今は俺たち二人だけだ。エルリアに戻らなかった、二人。……俺は、行くべきではないと思った。蓮の日常が変化するきっかけになったのは、間違いなく俺だから。今、彼の側にいてはならないだろう、と。
その事実がどうしようもなく悔しくて、思考はなかなか切り替わらない。
エルリアの他、飛鳥もアガルトに戻った。コニィとイリアは実家だが、会おうと思えばすぐ会える距離だ。
アトラは「帰省ったって色々やったばっかだしな」と赤牙で過ごすことを決め、フィーネも特に帰ることはなかった。それでも、ギルドの人数は半数程度になっている。急に静かになってしまったな……色々と、考え込んでしまう。
「本当に良かったのか。お前は戻らなくて」
「……戻れないよ。今はまだ、どんな顔で会っていいか、分からないしな」
「その件もあるだろうが……お前だって、ショックは受けただろう。テルムでの戦いは、今までとは桁が違ったからな」
「……ロウさんが……たくさん人が死んだのは、ショックだよ。蓮が、あんな事になったのも。でも……だから戦いを止めようとは、思わなかったんだ。むしろ、絶対に許せねえって、改めて思った」
「………………」
「そんな、心配そうな顔するなよ。大丈夫だ……それだけで戦うってわけでもないし、それで先走ったりもしない。お前に怒られたこと、今でも覚えてるしな」
旅立つ前の話か。己の感情を先走らせ、自らを疎かにするようなことを言って……そうして、自分を見つめ直すためにとエルリアに一人残った。

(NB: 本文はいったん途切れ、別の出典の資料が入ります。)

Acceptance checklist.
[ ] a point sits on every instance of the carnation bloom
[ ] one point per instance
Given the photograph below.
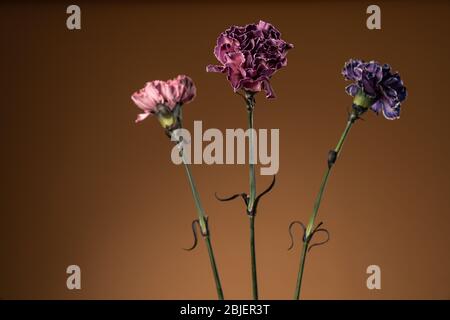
(250, 55)
(375, 86)
(163, 97)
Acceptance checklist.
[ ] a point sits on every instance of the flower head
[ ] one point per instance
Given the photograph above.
(164, 98)
(250, 55)
(375, 86)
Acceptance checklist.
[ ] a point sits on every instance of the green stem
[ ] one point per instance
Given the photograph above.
(252, 176)
(253, 257)
(310, 227)
(252, 179)
(204, 229)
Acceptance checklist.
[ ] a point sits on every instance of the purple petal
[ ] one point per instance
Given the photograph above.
(391, 112)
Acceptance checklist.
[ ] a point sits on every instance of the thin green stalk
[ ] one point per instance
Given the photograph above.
(250, 207)
(204, 229)
(310, 227)
(252, 176)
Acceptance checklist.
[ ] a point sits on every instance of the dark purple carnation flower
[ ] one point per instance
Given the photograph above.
(376, 84)
(250, 55)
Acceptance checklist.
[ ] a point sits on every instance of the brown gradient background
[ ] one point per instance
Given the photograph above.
(82, 184)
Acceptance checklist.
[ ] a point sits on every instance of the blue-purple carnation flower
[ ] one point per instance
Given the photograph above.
(250, 55)
(384, 88)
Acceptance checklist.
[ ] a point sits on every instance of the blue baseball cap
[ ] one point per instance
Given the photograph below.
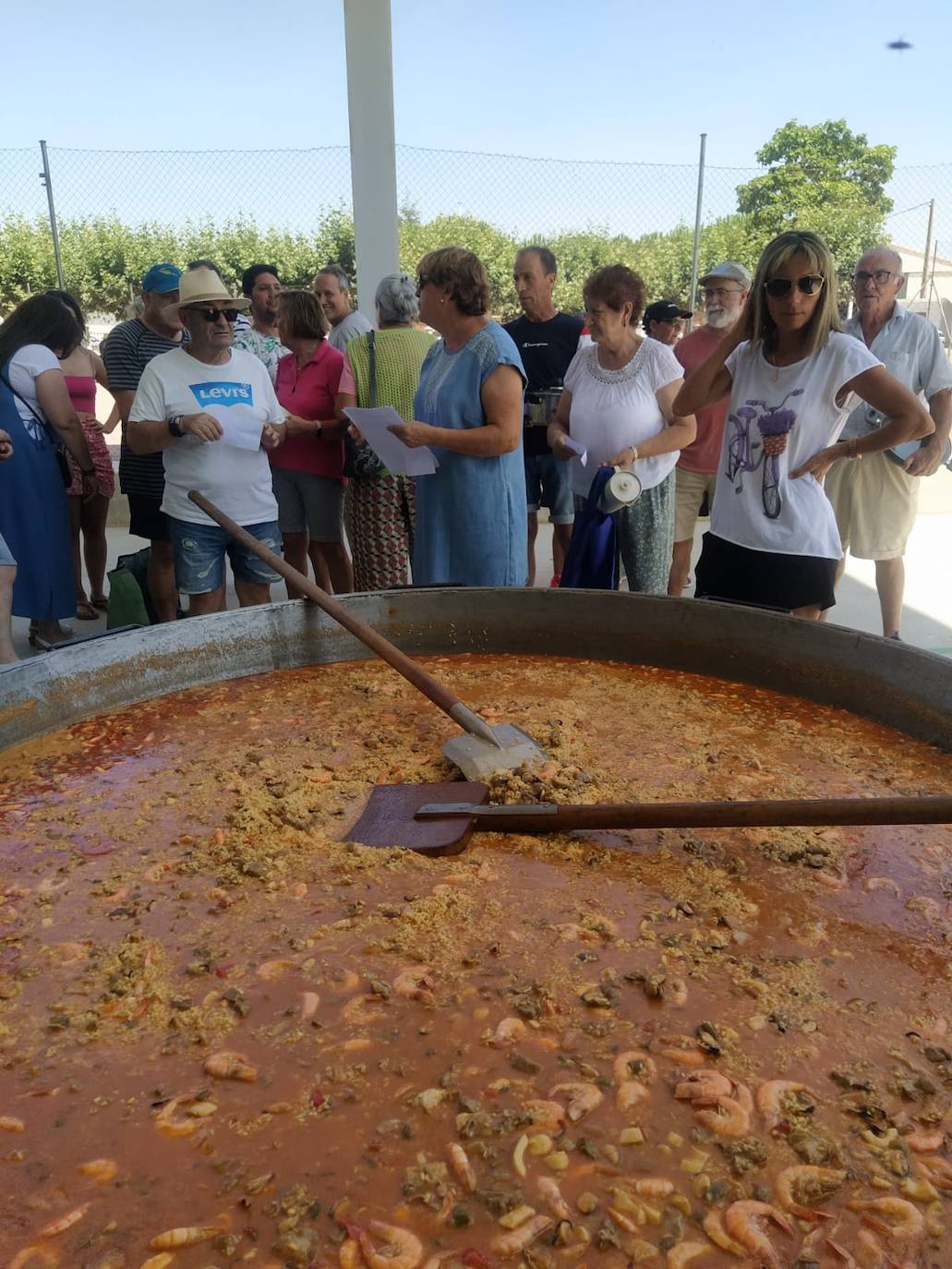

「俺だって戦いは怖いし、ちゃんと考える。自分を大事にしてないってわけじゃないから、安心してくれ」
「……そうか」
「なあ、ガル。お前こそ、ちゃんと考えろよ。お前だって……本当は、戦いは嫌なはずだろう? 自分だけ例外にするのは、良くないからな」
暁斗の言葉には、小さく頷いた。そうだな……俺にも、その道はある。それでも戦うことを選んだ身だが、それは思考しない理由にはならない。
こうして対等に指摘してくれる友の存在は、本当に感謝するしかない。
……考えたとして、俺は戦うだろう。過去と向き合うためにも、今を諦めないためにも。それに、父さんは必ず、戦い続けるだろうから。
みんなは……どうするのだろうな。今はただ、答えを待つしかない、か。